As Neville said of the overall project to restore and reclaim Welles’ lost final work, “I guess I would just say that, like with Orson and most of his art, there’s no one way to see it. I think how I feel about the film changes with the day and the mood and the temperature. … In a way, I think ‘The Other Side of the Wind’ is still a mystery. What would Orson have done? Should it even have been attempted to finish it? These are sort of unanswerable questions.”

For the New York Times, Manohla Dargis wrote: “In time, a vision of a film artist worn down by life — or fame or disappointment — emerges, though it would be a mistake to assume that Welles was making a self-portrait. His traces are scattered throughout, inviting you to chase bread crumbs here or there.”

For the New Yorker, Richard Brody wrote: “Incompletion, frustration, desolation — the ruins of grand schemes and grand schemers — were his lifelong themes; they’re at the center of ‘The Other Side of the Wind,’ and they nearly swallowed it up. … It is a belated work of his colossal artistry, and one of the great last dramatic features by any director.”

"A Private War" actors Jamie Dornan, left, and Rosamund Pike with director Matthew Heineman at the Toronto International Film Festival in September.
"A Private War" actors Jamie Dornan, left, and Rosamund Pike with director Matthew Heineman at the Toronto International Film Festival in September. (Jay L. Clendenin / Los Angeles Times)

‘A Private War’

The fiction feature debut for Oscar-nominated documentarian Matthew Heineman, “A Private War” is nevertheless grounded in reality and truth, telling the story of award-winning war correspondent Marie Colvin. In the lead role, actress Rosamund Pike gives a rich, multifaceted performance that has brought her wild praise.

In his review for The Times, Kenneth Turan wrote, “this impressive film pulls few punches in unflinchingly detailing from the inside — graphic nightmares included — the complexity of the effect war had on Colvin and the world surrounding her.”

Emily Zemler spoke to Pike for an article that will be publishing soon. The actress said of the role, “Modern warfare is a very, very scary place to be. There are images I’ve now seen I will never, ever forget. That I will never be able to un-see. That’s a tiny fraction of what Marie would have been exposed to. But Marie was amazing. She was such a romantic, she was such an optimist.
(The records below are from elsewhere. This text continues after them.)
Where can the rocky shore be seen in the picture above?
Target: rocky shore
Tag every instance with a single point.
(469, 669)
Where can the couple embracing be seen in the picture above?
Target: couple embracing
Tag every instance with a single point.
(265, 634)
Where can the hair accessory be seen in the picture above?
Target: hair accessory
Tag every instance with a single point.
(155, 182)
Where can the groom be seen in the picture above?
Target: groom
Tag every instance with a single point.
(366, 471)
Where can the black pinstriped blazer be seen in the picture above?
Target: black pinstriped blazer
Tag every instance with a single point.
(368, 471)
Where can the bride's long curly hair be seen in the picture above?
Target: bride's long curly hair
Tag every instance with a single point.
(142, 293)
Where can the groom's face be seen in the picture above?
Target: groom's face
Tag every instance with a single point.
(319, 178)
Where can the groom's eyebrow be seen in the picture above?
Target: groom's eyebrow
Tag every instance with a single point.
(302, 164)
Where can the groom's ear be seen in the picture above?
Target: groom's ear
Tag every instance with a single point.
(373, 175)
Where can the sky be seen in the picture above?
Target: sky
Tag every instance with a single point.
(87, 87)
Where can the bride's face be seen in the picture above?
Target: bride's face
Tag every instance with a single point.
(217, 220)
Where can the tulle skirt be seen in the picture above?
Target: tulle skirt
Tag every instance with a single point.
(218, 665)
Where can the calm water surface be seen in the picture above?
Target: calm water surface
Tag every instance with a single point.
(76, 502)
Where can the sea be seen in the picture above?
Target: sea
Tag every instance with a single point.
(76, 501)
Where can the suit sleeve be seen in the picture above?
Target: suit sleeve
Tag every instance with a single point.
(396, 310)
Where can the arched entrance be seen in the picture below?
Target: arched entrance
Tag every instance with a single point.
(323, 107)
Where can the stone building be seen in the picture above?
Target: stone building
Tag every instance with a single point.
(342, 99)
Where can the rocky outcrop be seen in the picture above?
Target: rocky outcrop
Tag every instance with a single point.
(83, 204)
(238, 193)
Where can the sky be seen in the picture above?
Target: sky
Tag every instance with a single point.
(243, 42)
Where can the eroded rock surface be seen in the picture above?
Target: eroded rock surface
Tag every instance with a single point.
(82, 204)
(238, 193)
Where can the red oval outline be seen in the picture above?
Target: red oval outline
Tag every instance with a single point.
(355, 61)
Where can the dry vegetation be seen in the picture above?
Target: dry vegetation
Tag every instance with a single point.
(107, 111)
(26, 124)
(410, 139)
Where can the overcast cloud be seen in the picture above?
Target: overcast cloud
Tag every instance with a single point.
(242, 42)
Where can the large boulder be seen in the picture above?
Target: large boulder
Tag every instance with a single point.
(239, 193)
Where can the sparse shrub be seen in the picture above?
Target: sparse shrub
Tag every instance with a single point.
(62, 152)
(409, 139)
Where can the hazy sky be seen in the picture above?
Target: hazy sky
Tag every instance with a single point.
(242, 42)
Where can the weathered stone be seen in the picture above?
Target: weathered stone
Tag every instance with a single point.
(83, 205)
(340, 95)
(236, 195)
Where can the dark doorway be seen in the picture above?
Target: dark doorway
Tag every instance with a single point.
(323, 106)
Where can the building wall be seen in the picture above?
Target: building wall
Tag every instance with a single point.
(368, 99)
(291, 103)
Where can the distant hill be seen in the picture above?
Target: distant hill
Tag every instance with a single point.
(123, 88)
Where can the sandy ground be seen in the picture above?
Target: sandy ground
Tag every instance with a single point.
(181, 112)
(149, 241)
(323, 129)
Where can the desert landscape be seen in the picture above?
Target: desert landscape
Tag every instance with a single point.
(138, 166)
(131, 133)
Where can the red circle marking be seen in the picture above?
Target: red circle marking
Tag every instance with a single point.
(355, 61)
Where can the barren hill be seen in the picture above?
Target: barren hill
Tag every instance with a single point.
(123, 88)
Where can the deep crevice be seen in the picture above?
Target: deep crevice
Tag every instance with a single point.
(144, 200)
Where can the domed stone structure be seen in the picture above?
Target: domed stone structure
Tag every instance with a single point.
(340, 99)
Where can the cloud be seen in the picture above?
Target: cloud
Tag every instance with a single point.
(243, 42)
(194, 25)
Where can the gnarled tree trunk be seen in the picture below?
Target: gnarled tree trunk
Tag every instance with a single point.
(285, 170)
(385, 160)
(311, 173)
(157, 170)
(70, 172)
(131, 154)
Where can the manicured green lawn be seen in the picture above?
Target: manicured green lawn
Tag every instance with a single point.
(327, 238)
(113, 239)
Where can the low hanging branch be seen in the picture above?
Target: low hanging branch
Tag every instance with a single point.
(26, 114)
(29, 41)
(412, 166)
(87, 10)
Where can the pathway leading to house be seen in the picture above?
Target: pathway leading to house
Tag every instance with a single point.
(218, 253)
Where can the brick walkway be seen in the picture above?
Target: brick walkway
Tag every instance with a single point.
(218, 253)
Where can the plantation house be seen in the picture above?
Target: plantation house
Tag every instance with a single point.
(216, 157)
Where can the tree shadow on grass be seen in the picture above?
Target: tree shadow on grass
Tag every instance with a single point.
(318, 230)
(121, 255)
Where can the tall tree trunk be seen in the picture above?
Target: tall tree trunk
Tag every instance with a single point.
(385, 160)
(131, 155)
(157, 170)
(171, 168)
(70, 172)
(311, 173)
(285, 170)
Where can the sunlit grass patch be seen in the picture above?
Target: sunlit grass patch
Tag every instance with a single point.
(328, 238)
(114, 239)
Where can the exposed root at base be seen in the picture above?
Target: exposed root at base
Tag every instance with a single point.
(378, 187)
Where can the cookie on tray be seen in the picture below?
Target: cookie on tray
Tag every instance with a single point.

She saw all that and she remained such an optimist, in such a lovely way.”

At Vulture, Emily Yoshida declared Pike’s turn in the film “one of her best performances to date,” before adding that, “Heineman’s film is, in many ways, the movie so many people say they want: a portrait of a deeply complex, flawed, but brilliant and forceful woman. But as tempting as it is to think of Pike’s Colvin, with her eyepatch and sailor’s mouth, as a ‘badass,’ there’s not much that’s aspirational about the film. It’s wise enough to see both the courage and the immense value in her work, and the tremendous toll it took on her life, all the way to the end.”